EPÍLOGO

—Sigue hablando, papá —pidió Zoraida—, habla…

—Sabes, el obelisco… llegó a París. No me gusta esta Babel moderna que me mina la salud, pero me alegro de no estar demasiado lejos de esa piedra mágica. Y he dado una tarjeta de visita a la posteridad, mi gramática…

—Sigue hablando…

—Que me den otros dos años —dijo Champollion, golpeándose la frente—, ¡hay tanto aquí dentro!

Zoraida le miró fijamente para retenerle un poco más con ella. Él encontró nuevos recursos para transmitirle su fe.

—Recuerda… sólo el entusiasmo es la verdadera vida. El corazón tiene que inflamarse, el ser tiene que animarse con un deseo que le supere y le absorba. Sé fiel a tu entusiasmo. Dale de qué alimentarse…, y que puedas decir, en tu último suspiro: no tengo que avergonzarme de una sola hora de mi vida.

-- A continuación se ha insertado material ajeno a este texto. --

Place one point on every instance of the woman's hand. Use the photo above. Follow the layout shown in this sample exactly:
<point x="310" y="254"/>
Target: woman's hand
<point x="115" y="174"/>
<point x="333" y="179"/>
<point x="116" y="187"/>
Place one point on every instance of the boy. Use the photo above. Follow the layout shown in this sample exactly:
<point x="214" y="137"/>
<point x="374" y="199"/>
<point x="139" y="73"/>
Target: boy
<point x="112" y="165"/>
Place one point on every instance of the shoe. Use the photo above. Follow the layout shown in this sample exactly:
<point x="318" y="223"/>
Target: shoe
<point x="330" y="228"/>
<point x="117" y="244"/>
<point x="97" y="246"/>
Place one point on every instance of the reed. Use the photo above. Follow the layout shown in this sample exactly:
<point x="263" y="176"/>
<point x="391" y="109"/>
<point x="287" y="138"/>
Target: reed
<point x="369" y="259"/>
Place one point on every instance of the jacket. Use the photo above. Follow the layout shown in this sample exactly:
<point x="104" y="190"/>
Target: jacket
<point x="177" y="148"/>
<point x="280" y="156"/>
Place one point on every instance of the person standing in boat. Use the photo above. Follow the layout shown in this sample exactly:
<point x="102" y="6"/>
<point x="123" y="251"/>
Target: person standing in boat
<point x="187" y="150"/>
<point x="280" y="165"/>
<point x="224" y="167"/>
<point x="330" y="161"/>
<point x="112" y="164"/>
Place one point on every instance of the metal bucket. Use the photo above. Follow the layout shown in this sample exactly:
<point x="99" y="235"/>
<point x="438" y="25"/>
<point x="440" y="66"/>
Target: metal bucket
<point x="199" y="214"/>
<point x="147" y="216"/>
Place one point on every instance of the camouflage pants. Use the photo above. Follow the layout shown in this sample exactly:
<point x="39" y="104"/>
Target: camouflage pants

Luego se calló, agotado por aquel último esfuerzo.

Y su cabeza quedó inerte sobre la almohada.

Aquel 4 de marzo de 1832, a los cuarenta y dos años, Jean-François Champollion acababa de morir.

Zoraida no lloró. A pesar de la aflicción que le quemaba por dentro, a pesar de aquel fuego que sabía no se apagaría nunca, sentía una extraña alegría por su padre. Había visto su alma-pájaro emprender su vuelo hacia Egipto, allí donde algún día se reuniría con él.

Zoraida dio la vuelta a la habitación de su padre. Contempló el diario de familia donde habían sido inscritas las palabras pronunciadas por el curandero que había asistido al alumbramiento de Champollion: «Le predigo el nacimiento de un chico prometido a los más altos destinos. Será la luz de los siglos venideros».

Luego tocó cada uno de los objetos que su padre había traído de Egipto y que tanto quería. Se detuvo ante un papiro del Libro de los Muertos, que colocó sobre el corazón del difunto. Subió a la cama y se durmió a su lado, con la cabeza sobre el papiro, cuyos jeroglíficos, traducidos por Champollion, decían: «Un dios semejante a la luz se ha manifestado. Vivirá para siempre».